Palmer senators

Newly elected member for Fairfax Clive Palmer made his first day in Parliament memorable, not through his vote but by not voting, at least eight times.  Most notably, he did not vote for repeal of the carbon tax. This, he claimed, was in no way due to a conflict of interest. As one of politics’ most famous quotes says, “he would, wouldn’t he”.

But Palmer’s own vote will not affect outcomes in any case. One vote, except when there is a hung parliament, makes no difference in the House of Representatives.

By contrast, the Palmer United Party senators will potentially have much more power, especially now Victorian Senator-elect from the Motoring Enthusiast Party, Ricky Muir, has pledged his support for the Palmer United Party. There are two certain PUP senators — Glenn Lazarus from Queensland and Jacqui Lambie from Tasmania — and potentially a third from Western Australia (Zhenya/Dio Wang), depending on what the High Court decides to do with the Senate election in WA. That is a bloc of three or four senators, enough to make a real difference to the outcome of Senate votes.

They owe their positions to Palmer, although he maintains they are individuals, saying: “each individual has to look into his own heart and say, ‘do I think I have conflict?’ … and if you do think you have a conflict you should do the right thing.”

Technically, Palmer is correct. The conflict-of-interest rules are about individual pecuniary interests, not parties. The House of Representatives Practice (2012) says:

“Standing order 134(a) states that a Member may not vote in a division on a question about a matter, other than public policy, in which he or she has a particular direct pecuniary interest. Public policy can be defined as government policy, not identifying any particular person individually and immediately.”

It notes that under this definition expulsion of a member of parliament for conflict of interest is highly unlikely, because almost everything that is debated is public policy. In other words, Palmer under the rule could vote on any tax bill (for example) unless it proposed a tax penalty or tax concession for Clive Palmer by name, or applied solely to a company he owned and no other company. The chance of that is minimal. Similarly, he would be able to vote on any spending or regulation bill provided it did not immediately identify him or his companies.

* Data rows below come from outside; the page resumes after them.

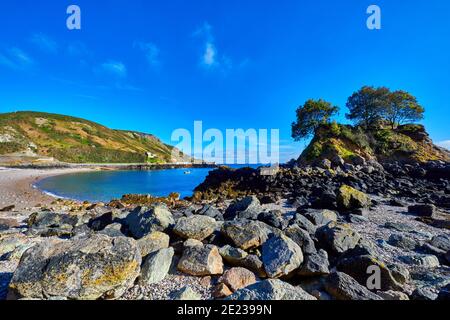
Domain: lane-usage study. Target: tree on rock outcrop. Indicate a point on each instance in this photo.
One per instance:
(403, 108)
(310, 116)
(367, 105)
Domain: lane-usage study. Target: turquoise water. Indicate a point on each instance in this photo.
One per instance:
(107, 185)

But even in the case of legislation that would directly affect Palmer’s interests, his senators would not be bound by the same rules. The PUP senators don’t own mining and energy companies, even though their party founder does, and they will be free to vote how they want. Our parliamentary rules never envisaged a situation where a wealthy individual would use that wealth to create a party in his own name and propel others into the Senate. As observed in Crikey previously we have to look back to the history of the British Parliament, decades prior to Australian Federation, to find any precedents.

When the new Senate commences from July 1 next year, PUP senators will face a hard choice: they could take the position that a conflict arises only if it affects their own personal pecuniary interests, or they could be guided by Palmer’s register of interests and take that into account. It will depend on how much public and media pressure they feel under to take the broader community view of conflict of interest.

We should also not discount the possibility that over time the influence Clive Palmer wields over “his” senators will diminish. When they arrive in the Senate they will be surrounded by people who will tell them that they were elected not due to the PUP vote but because of their own sporting talent, popularity, unique understanding of the people of Tasmania/Queensland/WA, intelligence, wisdom, insights, or whatever else might appeal to the senator in question.

Senator Mal Colston, for example, decided to leave the Labor Party and sit as an independent after the Howard government plied him with just such flattery. If the same applies with PUP senators, they might be camp-drafted out of the party and turned to other causes.

If that does not happen, though, the decisions of the PUP in the Senate have enormous potential to involve conflict of interest: arising not from the formal rules but from public perception.